December 11, 2020

Given the blazing speed of Node.js these days, I expected HTML parsing to be faster on Node than on Python. So I compared lxml with htmlparser2 – the fastest libraries on Python and JS in parsing the reddit home page (~700KB). lxml took ~8.6 milliseconds htmlparser2 took ~14.5 milliseconds Looks like lxml is much faster. I’m likely to stick around with Python for pure HTML parsing (without JavaScript) for a while longer.
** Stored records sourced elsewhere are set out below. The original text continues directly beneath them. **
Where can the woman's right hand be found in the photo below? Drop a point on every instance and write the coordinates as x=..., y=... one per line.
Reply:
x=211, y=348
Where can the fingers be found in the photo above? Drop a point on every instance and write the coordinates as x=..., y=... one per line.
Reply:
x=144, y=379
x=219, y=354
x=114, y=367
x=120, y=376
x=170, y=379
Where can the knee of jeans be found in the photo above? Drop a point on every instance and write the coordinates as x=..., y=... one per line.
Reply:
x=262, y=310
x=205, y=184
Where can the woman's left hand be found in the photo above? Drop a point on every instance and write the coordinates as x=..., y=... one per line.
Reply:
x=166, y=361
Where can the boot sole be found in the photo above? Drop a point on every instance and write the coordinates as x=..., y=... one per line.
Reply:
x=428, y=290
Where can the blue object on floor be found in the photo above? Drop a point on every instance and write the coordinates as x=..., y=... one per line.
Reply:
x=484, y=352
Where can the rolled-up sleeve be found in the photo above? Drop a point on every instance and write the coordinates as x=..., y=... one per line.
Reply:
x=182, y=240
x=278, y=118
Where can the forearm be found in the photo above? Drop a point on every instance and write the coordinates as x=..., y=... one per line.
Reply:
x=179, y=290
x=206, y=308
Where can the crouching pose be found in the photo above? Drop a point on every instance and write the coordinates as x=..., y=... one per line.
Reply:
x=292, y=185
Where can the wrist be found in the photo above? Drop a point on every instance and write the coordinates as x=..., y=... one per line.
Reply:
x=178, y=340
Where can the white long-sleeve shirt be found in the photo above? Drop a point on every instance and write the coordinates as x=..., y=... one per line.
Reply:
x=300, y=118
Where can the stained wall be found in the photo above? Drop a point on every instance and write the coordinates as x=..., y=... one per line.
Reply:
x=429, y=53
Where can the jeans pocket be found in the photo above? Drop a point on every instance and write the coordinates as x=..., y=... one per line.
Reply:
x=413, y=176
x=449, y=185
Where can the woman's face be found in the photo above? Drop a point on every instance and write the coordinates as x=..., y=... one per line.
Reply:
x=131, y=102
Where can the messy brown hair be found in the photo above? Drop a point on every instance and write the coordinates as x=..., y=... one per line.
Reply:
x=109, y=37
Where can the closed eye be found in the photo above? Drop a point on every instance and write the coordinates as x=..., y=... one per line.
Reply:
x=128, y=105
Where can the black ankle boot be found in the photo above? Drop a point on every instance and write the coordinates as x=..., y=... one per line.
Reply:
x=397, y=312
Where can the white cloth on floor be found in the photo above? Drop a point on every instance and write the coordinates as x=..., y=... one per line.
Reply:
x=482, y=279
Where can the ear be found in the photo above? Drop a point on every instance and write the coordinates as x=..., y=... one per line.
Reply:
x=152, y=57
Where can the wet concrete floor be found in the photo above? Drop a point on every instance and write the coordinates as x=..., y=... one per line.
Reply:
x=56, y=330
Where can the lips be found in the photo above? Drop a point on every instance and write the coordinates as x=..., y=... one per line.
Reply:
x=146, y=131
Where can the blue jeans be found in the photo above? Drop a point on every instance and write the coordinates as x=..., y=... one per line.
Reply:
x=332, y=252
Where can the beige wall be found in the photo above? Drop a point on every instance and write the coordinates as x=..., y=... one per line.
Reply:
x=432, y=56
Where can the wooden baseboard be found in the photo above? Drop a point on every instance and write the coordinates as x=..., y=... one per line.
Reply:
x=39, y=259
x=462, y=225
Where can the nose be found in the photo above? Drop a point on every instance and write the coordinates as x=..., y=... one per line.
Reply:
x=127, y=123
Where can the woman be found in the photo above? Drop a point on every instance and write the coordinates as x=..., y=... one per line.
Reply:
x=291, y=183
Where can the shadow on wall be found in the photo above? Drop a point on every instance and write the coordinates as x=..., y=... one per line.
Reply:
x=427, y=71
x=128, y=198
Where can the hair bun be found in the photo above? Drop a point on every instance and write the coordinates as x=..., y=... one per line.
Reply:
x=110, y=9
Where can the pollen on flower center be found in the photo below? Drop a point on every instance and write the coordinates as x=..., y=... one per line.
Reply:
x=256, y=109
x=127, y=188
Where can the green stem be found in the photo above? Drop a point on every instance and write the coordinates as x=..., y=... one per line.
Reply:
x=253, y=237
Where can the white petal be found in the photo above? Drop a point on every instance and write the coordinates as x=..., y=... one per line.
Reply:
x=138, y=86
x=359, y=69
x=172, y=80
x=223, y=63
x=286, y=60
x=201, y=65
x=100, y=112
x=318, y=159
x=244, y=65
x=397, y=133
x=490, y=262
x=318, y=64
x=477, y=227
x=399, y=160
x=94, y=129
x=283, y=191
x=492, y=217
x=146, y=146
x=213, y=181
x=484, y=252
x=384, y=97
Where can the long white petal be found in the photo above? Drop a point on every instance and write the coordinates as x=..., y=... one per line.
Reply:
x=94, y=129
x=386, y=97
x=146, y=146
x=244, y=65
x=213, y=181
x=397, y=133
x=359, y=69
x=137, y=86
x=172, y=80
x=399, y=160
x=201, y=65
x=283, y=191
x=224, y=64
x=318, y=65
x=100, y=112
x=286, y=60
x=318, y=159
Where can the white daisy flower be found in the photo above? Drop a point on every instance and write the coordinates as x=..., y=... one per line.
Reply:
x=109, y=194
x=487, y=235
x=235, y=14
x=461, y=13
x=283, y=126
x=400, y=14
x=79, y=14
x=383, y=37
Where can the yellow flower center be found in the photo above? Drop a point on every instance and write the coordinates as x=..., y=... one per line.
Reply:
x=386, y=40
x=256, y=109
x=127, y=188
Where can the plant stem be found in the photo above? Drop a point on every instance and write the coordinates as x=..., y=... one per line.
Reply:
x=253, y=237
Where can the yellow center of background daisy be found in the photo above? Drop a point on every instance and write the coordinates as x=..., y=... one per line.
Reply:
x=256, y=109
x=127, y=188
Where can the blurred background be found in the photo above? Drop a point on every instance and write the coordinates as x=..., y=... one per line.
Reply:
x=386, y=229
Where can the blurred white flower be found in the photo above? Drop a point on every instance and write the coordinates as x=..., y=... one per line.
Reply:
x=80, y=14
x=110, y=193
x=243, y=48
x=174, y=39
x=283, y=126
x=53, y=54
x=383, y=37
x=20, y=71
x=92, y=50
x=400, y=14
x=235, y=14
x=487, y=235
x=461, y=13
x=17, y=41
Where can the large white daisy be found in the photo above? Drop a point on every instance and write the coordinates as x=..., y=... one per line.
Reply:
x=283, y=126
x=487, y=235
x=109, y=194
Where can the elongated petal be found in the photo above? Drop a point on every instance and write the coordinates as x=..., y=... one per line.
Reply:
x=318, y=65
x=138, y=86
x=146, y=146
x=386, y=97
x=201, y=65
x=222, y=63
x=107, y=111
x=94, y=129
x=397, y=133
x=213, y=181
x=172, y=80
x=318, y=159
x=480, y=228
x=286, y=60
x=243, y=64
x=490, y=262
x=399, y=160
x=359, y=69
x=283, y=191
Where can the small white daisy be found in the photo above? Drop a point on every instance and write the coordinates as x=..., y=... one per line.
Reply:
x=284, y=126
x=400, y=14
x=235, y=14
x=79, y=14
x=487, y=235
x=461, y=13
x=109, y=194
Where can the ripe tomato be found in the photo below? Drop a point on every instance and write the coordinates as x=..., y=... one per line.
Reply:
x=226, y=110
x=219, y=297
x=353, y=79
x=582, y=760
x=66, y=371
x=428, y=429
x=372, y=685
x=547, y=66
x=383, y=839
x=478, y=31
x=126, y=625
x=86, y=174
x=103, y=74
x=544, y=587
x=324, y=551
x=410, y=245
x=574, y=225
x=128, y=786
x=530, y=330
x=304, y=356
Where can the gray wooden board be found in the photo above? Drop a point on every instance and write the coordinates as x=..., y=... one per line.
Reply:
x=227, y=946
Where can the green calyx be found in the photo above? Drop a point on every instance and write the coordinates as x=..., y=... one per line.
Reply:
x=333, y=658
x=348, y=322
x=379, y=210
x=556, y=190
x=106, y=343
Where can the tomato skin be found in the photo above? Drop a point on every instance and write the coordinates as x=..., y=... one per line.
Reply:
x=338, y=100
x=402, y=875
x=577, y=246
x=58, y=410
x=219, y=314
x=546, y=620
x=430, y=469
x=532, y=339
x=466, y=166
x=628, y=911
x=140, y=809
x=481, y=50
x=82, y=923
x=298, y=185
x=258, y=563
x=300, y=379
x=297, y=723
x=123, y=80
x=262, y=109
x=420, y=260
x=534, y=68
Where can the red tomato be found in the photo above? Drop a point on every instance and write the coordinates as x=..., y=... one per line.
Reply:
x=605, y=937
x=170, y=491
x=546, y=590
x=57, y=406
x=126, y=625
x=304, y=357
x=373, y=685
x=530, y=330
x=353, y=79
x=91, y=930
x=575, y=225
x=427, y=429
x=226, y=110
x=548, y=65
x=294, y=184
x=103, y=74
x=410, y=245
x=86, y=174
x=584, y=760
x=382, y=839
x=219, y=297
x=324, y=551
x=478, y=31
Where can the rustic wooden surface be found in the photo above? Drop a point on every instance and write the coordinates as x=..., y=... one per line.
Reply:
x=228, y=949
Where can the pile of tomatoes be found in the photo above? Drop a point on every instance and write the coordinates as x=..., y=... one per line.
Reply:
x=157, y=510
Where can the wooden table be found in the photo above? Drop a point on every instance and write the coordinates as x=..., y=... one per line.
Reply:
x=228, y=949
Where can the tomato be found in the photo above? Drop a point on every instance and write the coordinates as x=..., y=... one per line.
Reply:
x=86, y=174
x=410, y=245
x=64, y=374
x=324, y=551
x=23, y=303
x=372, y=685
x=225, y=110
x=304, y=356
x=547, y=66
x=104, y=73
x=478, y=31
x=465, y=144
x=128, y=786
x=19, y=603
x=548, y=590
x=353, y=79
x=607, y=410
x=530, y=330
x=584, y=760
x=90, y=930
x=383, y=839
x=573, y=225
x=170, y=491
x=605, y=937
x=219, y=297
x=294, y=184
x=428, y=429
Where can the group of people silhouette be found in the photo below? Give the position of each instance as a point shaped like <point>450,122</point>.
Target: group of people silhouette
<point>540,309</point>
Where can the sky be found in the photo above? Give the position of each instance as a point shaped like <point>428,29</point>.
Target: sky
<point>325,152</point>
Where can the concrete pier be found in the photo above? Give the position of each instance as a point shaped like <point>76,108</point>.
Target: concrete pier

In [1]: from lxml.html import parse In [2]: %timeit tree = parse('reddit.html') 8.69 ms ± 190 µs per loop (mean ± std. dev. of 7 runs, 100 loops each) const { Parser } = require("htmlparser2"); const { DomHandler } = require("domhandler"); const fs = require("fs"); const html = fs.readFileSync("reddit.html"); const handler = new DomHandler(function(error, dom) {}); const start = +new Date(); for (var i = 0; i < 100; i++) { const parser = new Parser(); parser.write(html); parser.end(); } const end = +new Date(); console.log((end - start) / 100); Note: If I run the htmlparser2 code 100 times instead of 10, it only takes 7ms per loop. The more the number of loops, the faster it parses. I guess Node.js optimizes repeated loops. But I’m only interested in the first iteration, since I’ll be parsing files only once.